EL COLMILLO ATÓMICO.  CAP. XXIX DE XXXII

Written by Libre Online

27 de septiembre de 2022

Por OSCAR F. ORTIZ

Mi primera reacción fue socorrer a Lando, pero el herido me hizo señas de que ignorara aquello por el momento y fuera tras el saboteador. Lo dejé gruñendo y me precipité a la calle. Tomé un taxi que me llevó a la carrera hasta el underpass del puente Brooklyn y entré caminando por el fondo al embarcadero. Me odié por dejar solo a Lando, Dios lo sabe, pero qué se le iba a hacer…

Con La Cuadrilla cerrar la misión siempre fue la prioridad uno.

Caminé con las manos hundidas en los bolsillos de la trinchera, mirando a todas partes con los nervios en tensión. De repente me topé con la espalda de un Yuri Pavenko que renqueaba por el paseo de tablas que conducía al fondeadero. Lo seguí con cautela, pues aún no sabía a ciencia cierta si se trataba de una trampa; todo se me antojaba demasiado fácil.

Pavenko no había quedado en muy buen estado, se taponeaba la herida con una mano y avanzaba trabajosamente; si mi disparo no le había perforado uno de los órganos vitales, un hombre de su peso y corpulencia podía tardar hasta tres horas en morir de una herida en el vientre.

Cruzó el Muelle 17 y no pude evitar pensar que, si los soviéticos tenían a un francotirador apostado en el tejado del almacén de pescados Fulton, yo era hombre muerto. Apreté el recto y perseveré.

Pavenko dejó atrás el Muelle 16 y arrumbó hacia el 15, el primero en la línea del embarcadero. En ese instante supe que pretendía emboscarme, pero decidido a 

eliminarlo de todas maneras, corrí tras él.
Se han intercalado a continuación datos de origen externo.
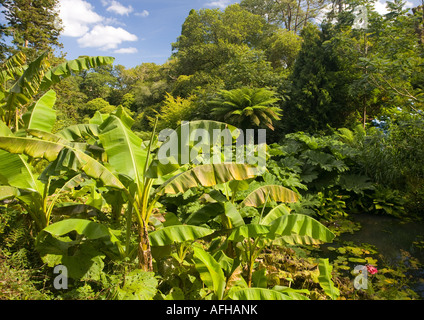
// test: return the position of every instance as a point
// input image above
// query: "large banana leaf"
(90, 229)
(14, 169)
(27, 85)
(191, 137)
(275, 213)
(274, 192)
(13, 65)
(42, 116)
(7, 192)
(207, 175)
(177, 234)
(71, 67)
(301, 225)
(80, 132)
(248, 231)
(123, 148)
(51, 150)
(264, 294)
(210, 272)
Cuando llegué al único lugar donde podía esconderse un enemigo en el muelle, la caseta del piloto, el instinto me previno y giré en redondo.
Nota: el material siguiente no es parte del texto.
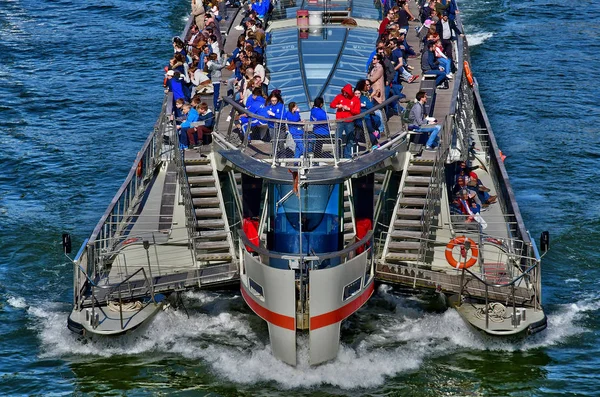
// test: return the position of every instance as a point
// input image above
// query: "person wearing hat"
(448, 31)
(404, 15)
(440, 6)
(419, 123)
(430, 65)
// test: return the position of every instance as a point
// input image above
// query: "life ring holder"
(460, 241)
(468, 73)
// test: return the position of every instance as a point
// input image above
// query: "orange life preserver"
(502, 156)
(468, 73)
(460, 241)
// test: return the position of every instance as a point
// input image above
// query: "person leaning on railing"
(419, 123)
(321, 130)
(202, 127)
(296, 131)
El hercúleo marino del que me había hablado Lando salió rápidamente de su escondite e intentó aplastarme el cráneo con el ataché. Lo esquivé con agilidad, pero perdí el balance en el proceso y caí de espaldas sobre el piso.

Desde mi posición, allí tirado sobre el paseo de tablas, pude contemplar con creciente terror como aquella mole humana se me venía encima. Era un mujik enorme, rubio como los ángeles, pero con la epidermis del rostro marcada por pequeños cráteres que le había dejado el acné.

Estaba furioso por verse obligado a exponer su cobertura de «marino mercante» y se acercó dispuesto a aplastarme el cráneo de un golpe, odiándome en silencio, como mismo había hecho Mercader con Trotsky en tiempos de Stalin, sólo que al disidente ruso lo habían despachado con una picota de alpinista… Era la suya una mirada diabólica, de animal salvaje, o peor aún: de fiera 

acorralada. ¡Pero cuando el coloso rubio volvió a levantar la valija de metal, ya mi Hush Puppy estaba lista, amartillada y esperando por él!

Accioné el disparador cuatro veces seguidas. El mamut eslavo se miró el pecho con ojos incrédulos, y se desplomó. Sentí pasos y rodé hecho un ovillo. 

Yuri Pavenko venía 

corriendo hacia mí por el muelle, disparando su maldita «Tokarev» con una mano y taponeándose la herida del abdomen con la otra. 

Comprendí que su gesto era fútil, más generado por la impotencia y la rabia que un intento serio por frenarme. Apoyé una rodilla en el tablado, afiné la puntería y le disparé.

«Consummatum est», pensé cuando lo vi soltar el arma y caer de bruces.

Mi error, según reza en el expediente de este caso, fue no preocuparme en rematarlo; para mí Pavenko ya estaba frito, igual que su compinche del muelle. Por eso, con el pecho henchido por el orgullo de llevar a término mi primera misión con La Cuadrilla, y las sienes bulléndome por dentro con la adrenalina que genera el combate, eché mano al maletín que contenía el sexto componente de la bomba y grité a todo pulmón.

─¡Jódanse, hijos de puta! ¡Se acabó la fiesta!